# 55g African tank where to start?



## Warhawk77 (Jan 8, 2014)

I have never keep a African cichlid so my experience is pretty limited, which brings me to here to ask questions.

I picked up a few 55g tanks at the petco sale and I have been thinking now is a good time to setup a African cichlid tank. The tank will be filtered buy a canister filter rated at 75g(don't recall the name) and sponge filters.

As far as the fish I'm thinking Kennyi or Peacocks something with color. From what I know about them I need to stock the tank pretty heavy so I'm thinking 8-10 fish does that sound right?

So is that enough of a plan to get me started?


----------



## Fish Jerk (Mar 9, 2016)

I'd get a backup filter maybe a hob, plus a bubbler.

First put in your decor, lots of rocks. Then put in some dither fish like rainbows, black skirt tetras, giant danios. Add them in slowly to break in the tank. At this stage you have time to plan things and see what you like.

If you want plants now is the time as well. Java ferns and java swords usually do ok. Seems like they are OK with a few others like red valisnera from what I read online but haven't tried. Things you anchor or that float (aside from anacharis) are generally more likely to survive.

If you have a big enough tank and enough stock you can mix almost any mbunas together and tolerate very aggressive ones OK. Easier ones to deal with are yellow labs, rusties and aceis. These guys can mix in with most anything and don't cause many problems.

Similar colored ones love to crossbreed. Some will crossbreed no matter what.

About 20 total fish is a good level to shoot for, including some dithers.

From there either get them all at once or add in the weakest or most pacific ones first.


----------



## Deeda (Oct 12, 2012)

New tanks are always fun to set up and I always recommend using the fish less cycling method once you have the water, filter and heater set up in the tank. If you decide to choose Mbuna cichlids, rocks to form crevices and cave like openings can be added at the same time, lots of rocks are a good choice. If choosing Peacocks, less rock is needed. Have you decided to use sand or gravel for a substrate?

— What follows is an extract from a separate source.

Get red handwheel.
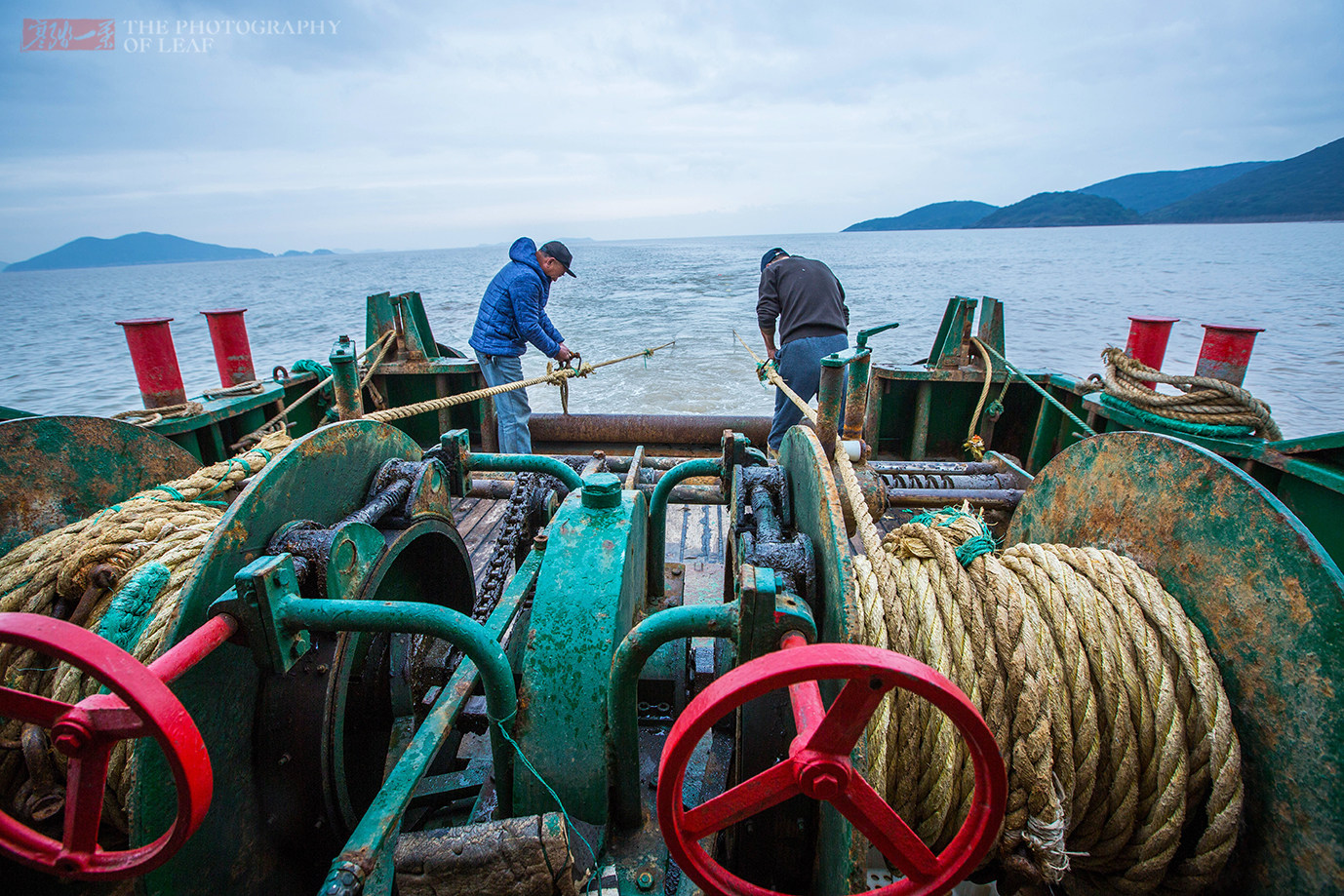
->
[657,636,1008,896]
[0,612,214,879]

There are some suggestions for suitable tank mates in the Library section in 55G Cookie Cutter setups that may be helpful to you in choosing species. What fish besides the 2 you posted might be interesting to you? Are you looking only for a colorful tank or are you interested in seeing breeding behavior?


----------



## DJRansome (Oct 29, 2005)

I'd avoid aggressive mbuna like kenyi in a 55G. Agree with recommendations of rusties and labs. I'd shoot for 15 fish with 1m:4f of each of three species. But depending on the species you choose, the recommendations could vary.


----------



## Warhawk77 (Jan 8, 2014)

Thanks for the feedback.

I have done some more reading I think I want to do demanoni and yellow lab. Just need to find a source for them maybe locally. Guessing those two could crossbreed but anything from this tank won't leave my house, could move a group of each over to another tank and allow breeding there if I wanted to but not sure yet.

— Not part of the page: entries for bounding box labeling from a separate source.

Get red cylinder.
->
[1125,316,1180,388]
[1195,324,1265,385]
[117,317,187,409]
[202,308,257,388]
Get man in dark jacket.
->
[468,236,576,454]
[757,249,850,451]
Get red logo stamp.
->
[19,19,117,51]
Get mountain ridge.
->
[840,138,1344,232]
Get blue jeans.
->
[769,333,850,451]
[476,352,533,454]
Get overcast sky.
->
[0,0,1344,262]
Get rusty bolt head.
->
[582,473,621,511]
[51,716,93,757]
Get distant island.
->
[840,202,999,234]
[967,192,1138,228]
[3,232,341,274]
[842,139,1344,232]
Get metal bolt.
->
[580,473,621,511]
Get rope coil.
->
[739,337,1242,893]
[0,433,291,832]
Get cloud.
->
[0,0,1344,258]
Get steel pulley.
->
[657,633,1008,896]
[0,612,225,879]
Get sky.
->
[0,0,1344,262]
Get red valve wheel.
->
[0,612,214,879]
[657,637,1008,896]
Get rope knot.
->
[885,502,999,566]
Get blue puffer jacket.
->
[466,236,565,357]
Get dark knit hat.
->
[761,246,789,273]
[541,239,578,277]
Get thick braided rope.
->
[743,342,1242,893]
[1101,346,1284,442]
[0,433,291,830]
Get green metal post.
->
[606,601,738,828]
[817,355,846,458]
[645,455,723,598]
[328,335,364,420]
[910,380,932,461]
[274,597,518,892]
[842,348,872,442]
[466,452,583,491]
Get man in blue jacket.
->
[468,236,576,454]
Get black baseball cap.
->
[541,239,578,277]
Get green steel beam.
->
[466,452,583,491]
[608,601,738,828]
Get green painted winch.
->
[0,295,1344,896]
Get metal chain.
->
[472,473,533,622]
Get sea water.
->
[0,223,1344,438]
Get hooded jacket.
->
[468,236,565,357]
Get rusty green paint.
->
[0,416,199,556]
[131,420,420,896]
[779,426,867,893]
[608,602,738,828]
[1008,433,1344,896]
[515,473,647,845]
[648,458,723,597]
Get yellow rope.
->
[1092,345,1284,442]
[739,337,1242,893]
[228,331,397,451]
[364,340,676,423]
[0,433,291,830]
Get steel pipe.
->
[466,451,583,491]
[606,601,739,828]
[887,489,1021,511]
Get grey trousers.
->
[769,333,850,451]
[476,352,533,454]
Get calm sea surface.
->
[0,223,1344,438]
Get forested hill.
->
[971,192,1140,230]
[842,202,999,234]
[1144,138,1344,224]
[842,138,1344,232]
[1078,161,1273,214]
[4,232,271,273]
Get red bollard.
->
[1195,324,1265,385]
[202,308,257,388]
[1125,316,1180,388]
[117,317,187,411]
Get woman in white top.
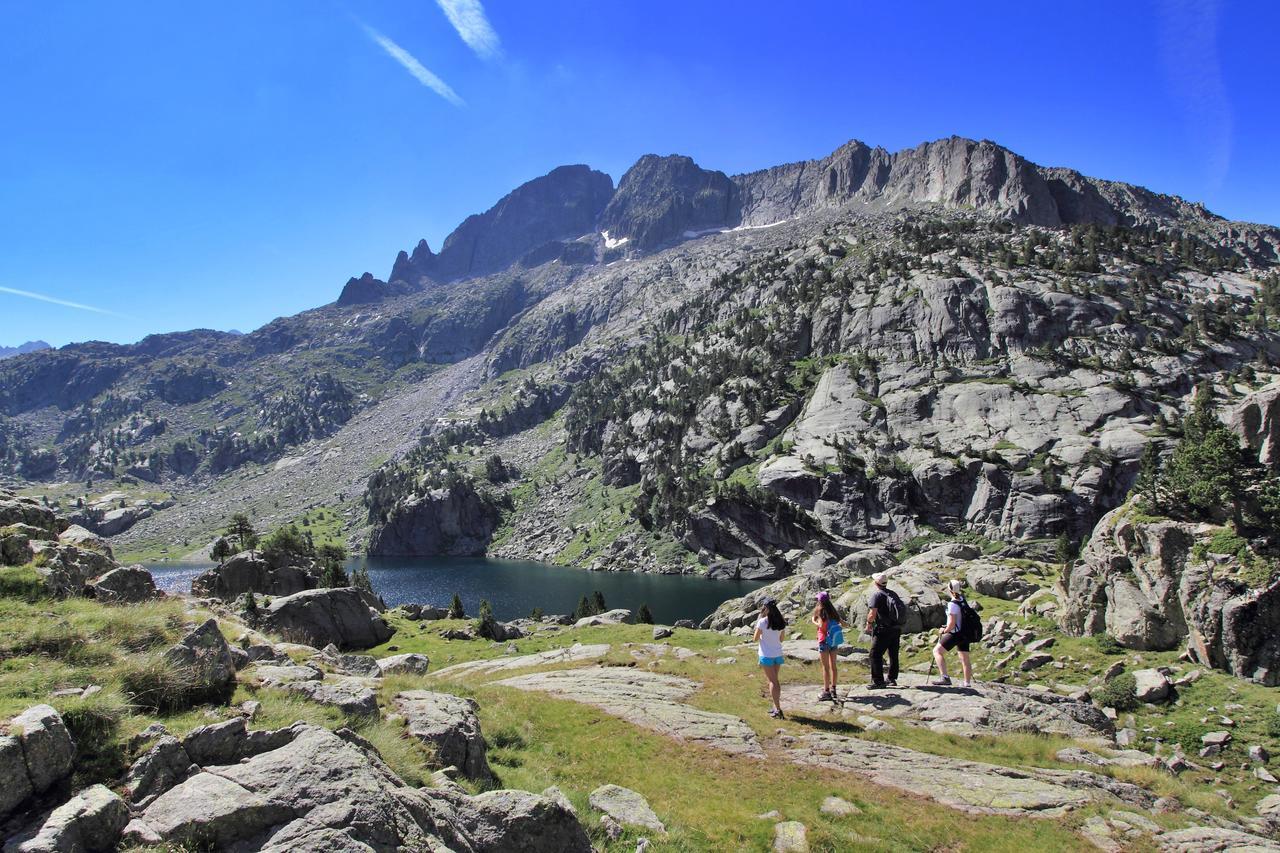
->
[933,578,973,688]
[751,598,787,720]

On the cycle I'm going to seed the filter in my other tanks and move them over once I get this one setup. I a nice HOB filter that would work also but trying to move away from those.

As for plants I might put some java fern in but not sure I like the look of just rocks. But if I do a HOB I will put some plants in that to help pull nitrates out of the water.

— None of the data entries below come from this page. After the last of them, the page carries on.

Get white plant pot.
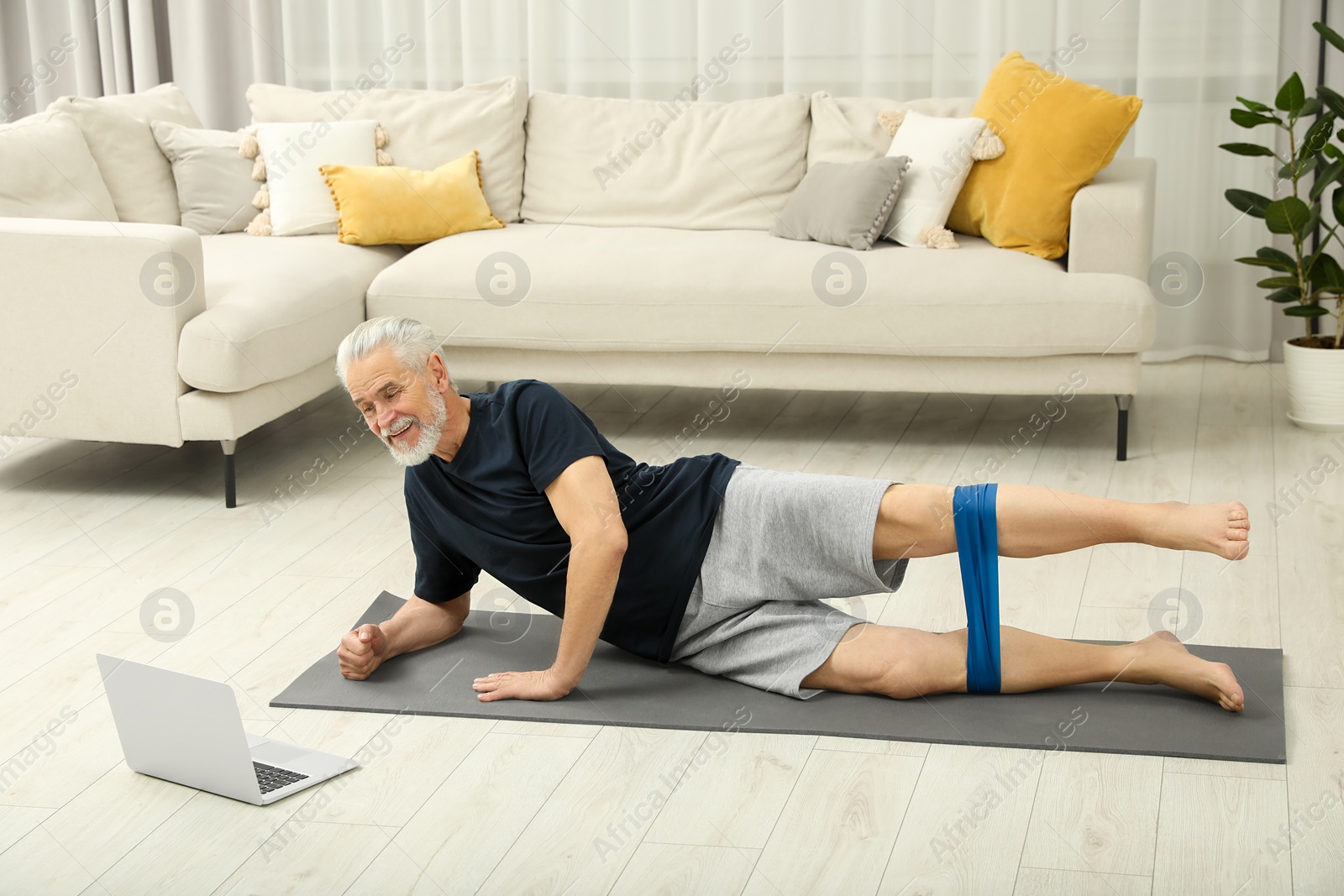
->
[1284,340,1344,432]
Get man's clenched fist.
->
[336,623,387,681]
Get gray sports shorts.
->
[672,464,910,700]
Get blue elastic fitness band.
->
[952,482,1003,693]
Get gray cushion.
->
[150,121,260,237]
[770,156,910,250]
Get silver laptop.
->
[98,652,359,806]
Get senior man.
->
[336,317,1250,712]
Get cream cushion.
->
[883,109,985,247]
[368,223,1154,359]
[522,92,806,231]
[177,233,402,392]
[150,121,257,235]
[247,76,527,222]
[257,121,378,237]
[47,83,202,224]
[0,112,117,220]
[808,90,976,165]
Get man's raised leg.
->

Substrate will be pool filter sand, really like how this looks and my other American cichilds really enjoy moving it around.

I did a quick search on the rusty those look nice will have to look into those a little more.


----------



## tanker3 (May 18, 2015)

I have never kept Demasoni, but heard they can be very difficult. Males need many females (7+ for each). 
Yellow Labs are mellow and can just about be kept with any others.

IMO, plants in an Mbuna tank does not look right, maybe in a peacock/Hap tank.

PFS is fine, and you will only need enough to cover the bottom---maybe about an inch or so.


----------



## Warhawk77 (Jan 8, 2014)

There are so many choices. I'm going this weekend to see what the local owned pet store carries or can get. That will plan a role in what I get too.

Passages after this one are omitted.